In this short guide, I'll show you how to create a new count column based on value_counts
from another column in Pandas DataFrame.
There are multiple ways to count values and add them as new column:
(1) value_counts and map
counts = df['col1'].value_counts()
df['col_count'] = df['col1'].map(counts)
(2) group by and transform
df['col_count'] = df.groupby(['col1'])['col1'].transform('count')
You can also read the tricky related topic: How to Group by multiple columns, count and map in Pandas .
In addition we will answer on these questions:
- How do I count values in a new column in pandas?
- How do I create a new column based on another column value in pandas?
- How do I count values in one column based on another column?
Let's discuss the advantages and disadvantages of both of them in a few examples.
Setup
Let's create a sample DataFrame to count values in it's columns:
import pandas as pd
data = {'col1': ['a', 'c', 'a', 'b', 'a', 'c'],
'col2': ['x', 'y', 'z', 'x', 'x', 'y']}
df = pd.DataFrame(data)
DataFrame looks like:
col1 | col2 | |
---|---|---|
0 | a | a |
1 | c | a |
2 | a | c |
3 | b | e |
4 | a | d |
5 | c | b |
value_counts and map to column
I prefer to use value_counts and then map the counts to a given column. Finally we assign the values to new column:
counts = df['col1'].value_counts()
df['col_count'] = df['col1'].map(counts)
we can write the same in a single line:
df['col_count'] = df['col1'].map(df['col1'].value_counts())
result:
col1 | col2 | col_count | |
---|---|---|---|
0 | a | a | 3 |
1 | c | a | 2 |
2 | a | c | 3 |
3 | b | e | 1 |
4 | a | d | 3 |
5 | c | b | 2 |
The advantage of this way is that we can map to different column and it's easier to read.
How does it work?
- the method
value_counts
calculates the count of unique values in the columncol1
. - next
map
function maps the values incol1
to the corresponding count in the resulting Series. - the result is then assigned to a new column
col_count
in the DataFrame.
Count and map to another column
We can count values in column col1
but map the values to column col2
.
counts = df['col1'].value_counts()
df['col_count'] = df['col2'].map(counts)
This time count is mapped to col2
but the count is based on col1
. This is very useful when we work with child-parent relationship:
col1 | col2 | col_count | |
---|---|---|---|
0 | a | a | 3.0 |
1 | c | a | 3.0 |
2 | a | c | 2.0 |
3 | b | e | NaN |
4 | a | d | NaN |
5 | c | b | 1.0 |
group by and transform
In this section we will discuss how to add a counter per group in Pandas. We can group by one column, count and then transform the results to new column:
df['col_count'] = df.groupby(['col1'])['col1'].transform('count')
We get the same result as before:
col1 | col2 | col_count | |
---|---|---|---|
0 | a | a | 3 |
1 | c | a | 2 |
2 | a | c | 3 |
3 | b | e | 1 |
4 | a | d | 3 |
5 | c | b | 2 |
Performance comparison
There's no difference in mid size DataFrames for both approaches:
df.groupby(['col1'])['col1'].transform('count')

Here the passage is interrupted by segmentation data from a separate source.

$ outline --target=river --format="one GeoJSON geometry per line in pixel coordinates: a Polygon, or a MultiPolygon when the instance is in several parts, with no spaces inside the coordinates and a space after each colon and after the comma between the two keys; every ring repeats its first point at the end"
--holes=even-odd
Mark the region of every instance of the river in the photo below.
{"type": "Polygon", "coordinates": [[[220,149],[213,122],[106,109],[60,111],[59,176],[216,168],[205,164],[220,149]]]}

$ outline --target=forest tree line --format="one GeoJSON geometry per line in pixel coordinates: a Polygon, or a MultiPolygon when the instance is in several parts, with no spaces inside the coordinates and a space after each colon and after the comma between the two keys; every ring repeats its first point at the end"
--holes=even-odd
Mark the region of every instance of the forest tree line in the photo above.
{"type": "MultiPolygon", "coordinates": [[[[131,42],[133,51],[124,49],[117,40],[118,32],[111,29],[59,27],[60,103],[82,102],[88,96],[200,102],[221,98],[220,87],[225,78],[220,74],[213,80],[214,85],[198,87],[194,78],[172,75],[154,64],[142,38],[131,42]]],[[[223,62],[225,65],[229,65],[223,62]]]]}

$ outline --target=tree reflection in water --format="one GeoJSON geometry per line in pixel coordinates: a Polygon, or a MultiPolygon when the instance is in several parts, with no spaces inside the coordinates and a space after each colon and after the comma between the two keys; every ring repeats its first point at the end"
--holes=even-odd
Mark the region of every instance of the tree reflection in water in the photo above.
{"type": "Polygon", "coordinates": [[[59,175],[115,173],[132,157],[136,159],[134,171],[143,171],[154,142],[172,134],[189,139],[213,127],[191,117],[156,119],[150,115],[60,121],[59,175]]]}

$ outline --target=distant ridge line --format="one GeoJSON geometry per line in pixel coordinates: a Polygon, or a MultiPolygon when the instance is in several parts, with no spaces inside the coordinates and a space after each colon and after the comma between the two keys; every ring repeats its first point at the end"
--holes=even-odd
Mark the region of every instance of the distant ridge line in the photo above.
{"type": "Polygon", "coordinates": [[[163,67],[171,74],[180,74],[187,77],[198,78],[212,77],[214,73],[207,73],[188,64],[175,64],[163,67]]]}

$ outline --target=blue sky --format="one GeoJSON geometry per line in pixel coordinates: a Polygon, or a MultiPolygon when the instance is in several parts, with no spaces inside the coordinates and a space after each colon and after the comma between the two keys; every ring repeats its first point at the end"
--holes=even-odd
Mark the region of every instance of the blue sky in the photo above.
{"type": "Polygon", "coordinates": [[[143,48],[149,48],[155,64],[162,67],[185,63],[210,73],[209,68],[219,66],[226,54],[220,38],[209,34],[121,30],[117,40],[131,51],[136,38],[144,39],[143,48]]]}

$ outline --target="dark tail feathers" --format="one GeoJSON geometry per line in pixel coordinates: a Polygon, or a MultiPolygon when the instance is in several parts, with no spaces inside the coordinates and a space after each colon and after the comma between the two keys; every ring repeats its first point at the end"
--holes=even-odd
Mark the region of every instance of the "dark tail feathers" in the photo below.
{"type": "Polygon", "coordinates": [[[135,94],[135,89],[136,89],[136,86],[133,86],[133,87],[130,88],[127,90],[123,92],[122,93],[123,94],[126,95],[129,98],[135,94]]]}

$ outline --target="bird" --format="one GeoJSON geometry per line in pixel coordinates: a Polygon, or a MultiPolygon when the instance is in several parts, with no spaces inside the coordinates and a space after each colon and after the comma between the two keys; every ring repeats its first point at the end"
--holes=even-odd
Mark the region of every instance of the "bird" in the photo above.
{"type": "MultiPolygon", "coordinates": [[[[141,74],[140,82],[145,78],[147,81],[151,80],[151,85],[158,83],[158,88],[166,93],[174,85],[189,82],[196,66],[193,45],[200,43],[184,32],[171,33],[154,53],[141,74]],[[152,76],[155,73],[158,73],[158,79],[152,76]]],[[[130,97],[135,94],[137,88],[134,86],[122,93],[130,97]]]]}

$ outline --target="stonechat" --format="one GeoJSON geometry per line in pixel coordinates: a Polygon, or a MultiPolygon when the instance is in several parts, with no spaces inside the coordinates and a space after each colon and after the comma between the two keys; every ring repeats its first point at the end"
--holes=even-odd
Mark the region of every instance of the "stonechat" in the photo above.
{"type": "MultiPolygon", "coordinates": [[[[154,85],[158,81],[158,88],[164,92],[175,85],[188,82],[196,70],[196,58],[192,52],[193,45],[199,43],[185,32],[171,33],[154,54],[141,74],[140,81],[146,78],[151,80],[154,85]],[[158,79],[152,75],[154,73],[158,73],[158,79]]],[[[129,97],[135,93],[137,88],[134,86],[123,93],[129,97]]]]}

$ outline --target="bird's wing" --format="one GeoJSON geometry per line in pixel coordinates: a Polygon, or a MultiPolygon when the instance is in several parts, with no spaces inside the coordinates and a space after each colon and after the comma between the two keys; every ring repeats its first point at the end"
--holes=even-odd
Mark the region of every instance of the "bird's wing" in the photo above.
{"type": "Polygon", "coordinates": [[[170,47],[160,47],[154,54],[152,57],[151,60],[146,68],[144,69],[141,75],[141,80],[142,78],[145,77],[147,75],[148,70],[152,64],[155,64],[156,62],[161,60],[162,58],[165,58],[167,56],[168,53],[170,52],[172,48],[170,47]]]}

- 1.12 ms ± 15.2 µs per loop (mean ± std. dev. of 7 runs, 1000 loops each)
df['col1'].value_counts();df['col_count'] = df['col1'].map(counts)
- 1.15 ms ± 35.6 µs per loop (mean ± std. dev. of 7 runs, 1000 loops each)
Tests were done with 6000 rows.
Conclusion
In this article, we saw how to use Pandas groupby
and value_counts
to add a new count column in DataFrame.
We also discussed how to count one column and map counts on another.